News & Insights

Covid-19 Defence

The owner of Westfield Shopping Centre in Shepherd’s Bush has obtained summary judgment in the High Court against a retail tenant for non-payment of rent and service charges (Commerz Real Investmentgesellschaft MBH v TFS Stores Ltd [2021]).

As a result of the government implemented retail restrictions in response to the COVID-19 pandemic, the tenant, operating as The Fragrance Shop, was obliged to close its doors during the three national lockdowns. Despite the parties entering into a side letter altering the rent payable under the lease, by the time the landlord issued proceedings against the tenant it had not paid rent since April 2020 and had failed to pay the service charge from April to June 2020.
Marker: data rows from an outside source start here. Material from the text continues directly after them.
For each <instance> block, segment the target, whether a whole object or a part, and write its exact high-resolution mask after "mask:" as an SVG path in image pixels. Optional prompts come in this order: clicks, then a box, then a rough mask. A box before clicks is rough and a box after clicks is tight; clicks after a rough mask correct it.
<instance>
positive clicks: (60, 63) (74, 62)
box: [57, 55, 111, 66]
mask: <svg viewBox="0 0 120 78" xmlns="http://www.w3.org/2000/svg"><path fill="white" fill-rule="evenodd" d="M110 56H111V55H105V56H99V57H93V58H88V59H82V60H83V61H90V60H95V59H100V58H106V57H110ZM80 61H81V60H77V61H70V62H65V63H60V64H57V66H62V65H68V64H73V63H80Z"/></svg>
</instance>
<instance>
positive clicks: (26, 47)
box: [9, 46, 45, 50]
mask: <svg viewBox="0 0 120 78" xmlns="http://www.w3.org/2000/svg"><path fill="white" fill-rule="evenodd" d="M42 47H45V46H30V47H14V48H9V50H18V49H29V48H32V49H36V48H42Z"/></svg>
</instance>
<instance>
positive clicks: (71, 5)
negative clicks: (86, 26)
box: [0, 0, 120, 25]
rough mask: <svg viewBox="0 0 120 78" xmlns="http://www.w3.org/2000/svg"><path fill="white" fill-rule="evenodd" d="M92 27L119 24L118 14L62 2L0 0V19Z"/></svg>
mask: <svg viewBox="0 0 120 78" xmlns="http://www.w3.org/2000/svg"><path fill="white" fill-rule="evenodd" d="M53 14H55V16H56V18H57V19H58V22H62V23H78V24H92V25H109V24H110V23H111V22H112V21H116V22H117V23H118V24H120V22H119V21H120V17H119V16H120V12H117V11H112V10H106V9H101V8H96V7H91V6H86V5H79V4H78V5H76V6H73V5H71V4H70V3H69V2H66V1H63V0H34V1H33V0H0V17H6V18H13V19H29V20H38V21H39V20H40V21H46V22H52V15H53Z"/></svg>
During the pandemic, the government has introduced temporary measures to protect commercial tenants. There has been a prohibition on forfeiture, the use of commercial rent arrears recovery and a restriction on the circumstances in which winding-up petitions can be presented. The government has also published Codes of Practice for commercial property relationships during the COVID-19 pandemic. Ultimately, however, landlords do have alternative remedies available to them. They are able to pursue non-payment of rent by making a claim for debt/mesne profits/damages, draw down on a rent deposit or make a claim against a guarantor.

The landlord filed an application for summary judgment which the tenant sought to adjourn on the basis of the following primary arguments:-

  1. the landlord had issued the proceedings prematurely;
  2. the landlord acted contrary to the Code of Practice;
  3. the landlord was attempting to exploit a loophole in the government’s measures put in place to protect commercial tenants; and
  4. the landlord was obliged to insure against the pandemic/government action and that the landlord should claim the loss of rent from their insurer.

The High Court dismissed the tenant’s application to adjourn and awarded the landlord summary judgment. The Judge provided the following comments:-

  1. The Code of Practice did not alter the legal relationship between the landlord and tenant. In any event, the landlord provided sufficient evidence that it had made significant attempts to engage with the tenant and comply with the Code.
  2. The landlord was not exploiting a “loophole”. The government intended there to be restrictions on some remedies available to commercial landlords, but not on all remedies.
  3. The pandemic is not defined as an insured risk in the lease. Although the landlord had, in fact, insured itself against resulting losses it was not obliged to insure against the losses of its tenants. Rent continued to be payable so the landlord was not obliged to claim against its policy.
  4. There was no doubt that the rent did remain payable. The rent cesser provisions in the lease did not “kick in” unless and until the premises were physically damaged. The pandemic is not, therefore, a “suspending event” despite the tenant’s ability to trade being suspended.

The landlord successfully established that the rent and service charges were due and that the tenant had no real prospect of defending the claim.

We expect to see many more cases in which a tenant raises “COVID-19 Defences” and the picture may well change. It is clear from this particular judgment, however, that the Courts will not readily sympathise with the tenant.